Na prática, isso significa que quase um terço de tudo o que o país produziu no ano foi direcionado ao pagamento de tributos. O avanço interrompe um período de relativa estabilidade e recoloca a carga tributária brasileira no patamar mais elevado desde o início dos anos 2000.

O que puxou a arrecadação para cima

O crescimento da carga tributária foi impulsionado principalmente pela recomposição de impostos federais, como a volta integral da tributação sobre combustíveis, o aumento da arrecadação do imposto de renda e a elevação das contribuições sociais. Também houve crescimento relevante na arrecadação de estados e municípios, favorecida pelo desempenho do consumo e dos serviços ao longo do ano.

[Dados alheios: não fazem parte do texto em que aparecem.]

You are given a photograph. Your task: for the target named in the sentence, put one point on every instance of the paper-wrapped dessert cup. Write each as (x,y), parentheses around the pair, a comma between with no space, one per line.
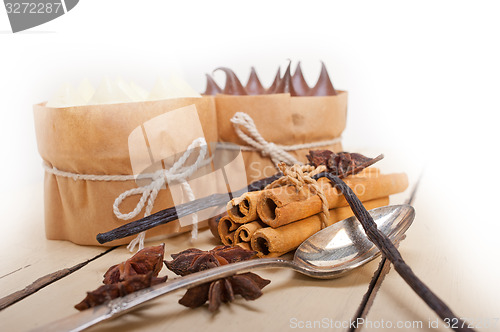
(93,140)
(283,120)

Outro fator decisivo foi a expansão nominal da economia, que elevou a base de cálculo dos tributos, mesmo sem criação de novos impostos de grande alcance.

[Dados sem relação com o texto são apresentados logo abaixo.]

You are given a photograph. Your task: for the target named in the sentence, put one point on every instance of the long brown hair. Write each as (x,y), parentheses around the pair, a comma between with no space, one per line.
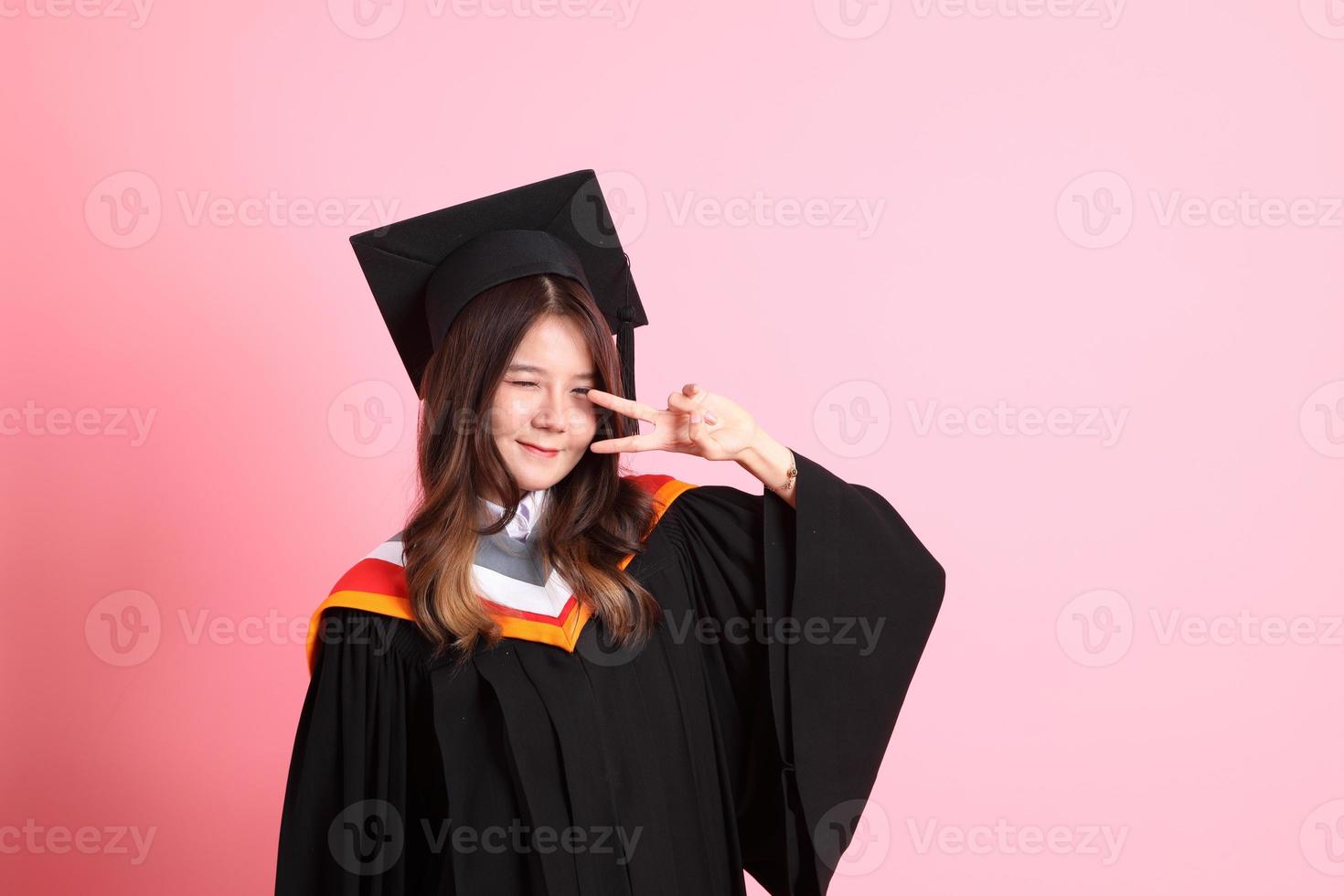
(593,517)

Como o Brasil se compara a outros países

Apesar da alta, a carga tributária brasileira ainda fica abaixo da média dos países da OCDE, que gira em torno de 34% do PIB. No entanto, especialistas destacam que a comparação precisa levar em conta a qualidade do retorno em serviços públicos.

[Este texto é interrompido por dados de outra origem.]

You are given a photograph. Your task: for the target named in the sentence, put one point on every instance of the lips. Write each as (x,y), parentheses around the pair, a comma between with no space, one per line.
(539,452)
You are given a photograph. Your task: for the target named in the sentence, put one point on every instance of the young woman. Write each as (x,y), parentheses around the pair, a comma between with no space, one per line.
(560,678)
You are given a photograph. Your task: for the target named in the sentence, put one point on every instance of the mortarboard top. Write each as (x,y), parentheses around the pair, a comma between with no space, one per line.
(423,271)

Enquanto países com carga semelhante ou maior oferecem educação, saúde, transporte e segurança mais eficientes, no Brasil a percepção da população é de que o peso dos impostos não se traduz na mesma proporção em serviços de qualidade, o que amplia a sensação de custo elevado.

Impacto no dia a dia

Para empresas, a carga tributária elevada pressiona custos, reduz competitividade e dificulta investimentos. Para os consumidores, o efeito aparece nos preços mais altos de produtos e serviços e na renda disponível menor ao fim do mês.

Economistas apontam que o desafio não está apenas no volume arrecadado, mas na complexidade do sistema tributário, que gera insegurança jurídica, altos custos administrativos e distorções entre setores da economia.

Debate segue no centro da agenda econômica

Os números reforçam a centralidade do debate sobre reforma tributária, eficiência do gasto público e equilíbrio fiscal. A expectativa do governo é que a simplificação do sistema, já aprovada em etapas, ajude a reduzir distorções sem necessariamente diminuir a arrecadação total no curto prazo.